A dive into AWS EventBridge Pipes
Birds eye view
EventBridge Pipes was announced at re:Invent 2022 in Werner Vogels’ keynote. It’s pitched as a new way to make integrating AWS services easier. The goal is that it reduces or removes the amount of ‘glue’ code required to take messages from an event producer to an event consumer.
Let’s imagine the requirement of an e-commerce application where new orders can be put onto an SQS queue, and later processed asynchronously by a Step Functions workflow.
Prior to EventBridge Pipes being released, the way to do this would’ve been to have a Lambda function process the messages from the SQS queue and then start a new execution of the Step Functions workflow using the SDK. With EventBridge Pipes, this can now be accomplished without writing any custom code. Keep reading to find out how!
Dive deep
EventBridge Pipe components
An EventBridge Pipe is made up of 4 components, 2 of them required.
It starts with the Source - at present, 6 different sources are supported. These sources include things like SQS queues, DynamoDB streams and Kinesis streams among others. Source is a required component in a pipe.
After an event enters a pipe from the Source, there is an opportunity to filter events using the Filtering stage. This is a way to prevent certain events being processed, saving unnecessary cost. This stage, as per the documentation, follows the same method as defining patterns for matching events in an EventBridge Rule. This stage is optional.
After having the opportunity to pass events through the Filtering stage, data can be enhanced in the Enrichment stage. Sticking with our e-commerce example we talked about earlier, an event could come in with minimal order details including an ID for a customer, rather than the full customer details. This stage could then go and fetch details about the customer before, enriching the data in the event before it gets passed to the next stage. There are 4 ways in which an event can be enriched. This stage is optional.
At the end of a pipe exists the Target. There are 15 different choices when it comes to delivering an event somewhere. The usual choices that you’d expect are there, such as Lambda functions and Step Functions workflows, however there’s also some in there that are less expected such as SageMaker pipelines and Redshift data API queries.

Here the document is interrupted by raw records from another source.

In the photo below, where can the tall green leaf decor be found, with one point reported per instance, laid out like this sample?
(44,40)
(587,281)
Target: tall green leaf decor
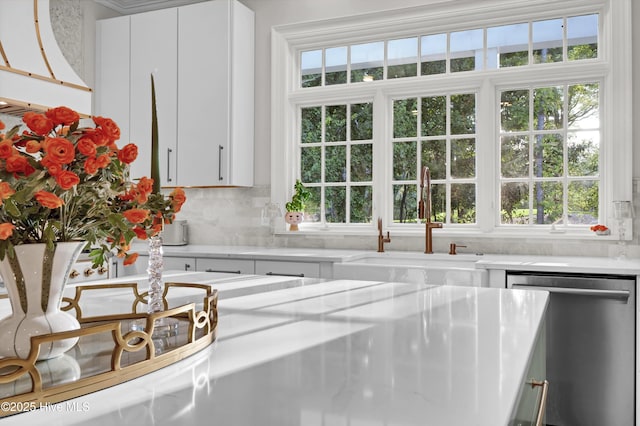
(155,155)
(156,286)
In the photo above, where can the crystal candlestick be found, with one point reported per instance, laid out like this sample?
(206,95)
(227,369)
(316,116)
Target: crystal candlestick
(154,270)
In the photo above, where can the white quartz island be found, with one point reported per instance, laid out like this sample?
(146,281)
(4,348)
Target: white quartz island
(339,352)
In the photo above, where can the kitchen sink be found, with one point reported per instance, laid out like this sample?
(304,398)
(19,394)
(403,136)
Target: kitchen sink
(432,269)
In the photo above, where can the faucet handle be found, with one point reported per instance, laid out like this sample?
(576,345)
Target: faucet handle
(453,247)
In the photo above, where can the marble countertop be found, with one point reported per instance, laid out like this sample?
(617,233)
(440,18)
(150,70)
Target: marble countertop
(295,351)
(577,264)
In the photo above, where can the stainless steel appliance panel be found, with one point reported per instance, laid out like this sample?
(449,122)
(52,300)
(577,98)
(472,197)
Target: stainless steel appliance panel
(590,347)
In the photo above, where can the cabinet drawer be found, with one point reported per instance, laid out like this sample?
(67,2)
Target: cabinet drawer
(297,269)
(232,266)
(179,263)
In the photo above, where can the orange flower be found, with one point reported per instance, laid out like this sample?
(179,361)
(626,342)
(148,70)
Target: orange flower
(145,185)
(140,233)
(6,230)
(60,150)
(136,215)
(109,127)
(130,259)
(128,153)
(6,148)
(52,167)
(178,198)
(103,161)
(18,164)
(38,123)
(67,179)
(62,115)
(98,136)
(5,190)
(87,147)
(32,146)
(48,200)
(91,166)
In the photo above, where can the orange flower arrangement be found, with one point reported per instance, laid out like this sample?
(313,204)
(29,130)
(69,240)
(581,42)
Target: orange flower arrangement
(60,182)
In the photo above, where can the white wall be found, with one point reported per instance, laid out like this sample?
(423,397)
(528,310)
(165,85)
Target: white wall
(232,215)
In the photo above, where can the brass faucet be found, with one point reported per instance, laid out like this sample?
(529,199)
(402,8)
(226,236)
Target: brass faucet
(381,238)
(424,209)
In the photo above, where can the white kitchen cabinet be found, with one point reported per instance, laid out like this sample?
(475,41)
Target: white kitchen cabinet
(113,53)
(232,266)
(532,391)
(154,45)
(215,94)
(179,263)
(295,269)
(202,58)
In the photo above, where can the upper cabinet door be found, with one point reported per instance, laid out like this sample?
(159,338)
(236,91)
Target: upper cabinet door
(154,44)
(112,73)
(202,59)
(215,94)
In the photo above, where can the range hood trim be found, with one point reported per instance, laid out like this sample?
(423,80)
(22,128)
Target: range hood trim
(25,90)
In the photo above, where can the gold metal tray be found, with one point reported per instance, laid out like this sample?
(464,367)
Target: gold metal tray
(117,341)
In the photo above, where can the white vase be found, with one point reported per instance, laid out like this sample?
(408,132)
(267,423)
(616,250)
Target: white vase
(35,279)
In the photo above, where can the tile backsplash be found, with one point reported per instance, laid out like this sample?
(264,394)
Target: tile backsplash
(232,216)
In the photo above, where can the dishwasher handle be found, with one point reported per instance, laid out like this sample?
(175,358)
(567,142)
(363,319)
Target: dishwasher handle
(614,294)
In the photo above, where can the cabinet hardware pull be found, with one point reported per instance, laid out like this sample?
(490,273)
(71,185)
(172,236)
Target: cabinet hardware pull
(220,148)
(169,151)
(285,275)
(544,384)
(623,294)
(223,271)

Target is a required component in a pipe.
Building it with CloudFormation
Let’s get hands-on with EventBridge Pipes. As we talked about at the start, we’re going to build out an example where a message is put onto an SQS queue to signify that a new order has been created on our e-commerce site. We want to enrich the events with some additional customer information, so at the end of Step Functions workflow that is our Target we can send an email to inform them that the order has been received.
First up, let’s create the Source of our pipe. For this, we’ll be using an SQS queue. When creating this, we don’t have to do anything special. We’ll also set up a second SQS queue as our dead-letter-queue (DLQ) for storage of failed invocations of the pipe.
Resources:
OrdersQueue:
Type: "AWS::SQS::Queue"
Properties:
QueueName: "orders-to-be-processed"
RedrivePolicy:
maxReceiveCount: 1
deadLetterTargetArn: !GetAtt "OrdersDeadLetterQueue.Arn"
OrdersDeadLetterQueue:
Type: "AWS::SQS::Queue"
Properties:
QueueName: "orders-to-be-processed-dlq"
Now that we’ve got our SQS queues, we’ll create an SES (Simple Email Service) email identity. This allows us to use SES to send emails at the end of our Step Functions workflow to inform the customer that the message has been received. When setting up an SES identity, there are two things to keep in mind. You’ll need to add some CNAME records to your domain in order to verify ownership, and if SES is not enabled for production use in the region and account you’re operating in, you’ll need to raise a support ticket to resolve this.
Parameters:
pEmailDomainName:
Type: "String"
Description: "The domain name to verify for the SES email identity"
Resources:
SesEmailIdentity:
Type: "AWS::SES::EmailIdentity"
Properties:
EmailIdentity: !Ref "pEmailDomainName"
Next, let’s create the DynamoDB table where our customer and order data will be stored as well as the Step Functions workflow. That’s going to be processing our order. We’re using a form of data modelling called single table design - this is why our table definition is using PK
and SK
rather than specific names. This allows us to store data flexibly in the attributes.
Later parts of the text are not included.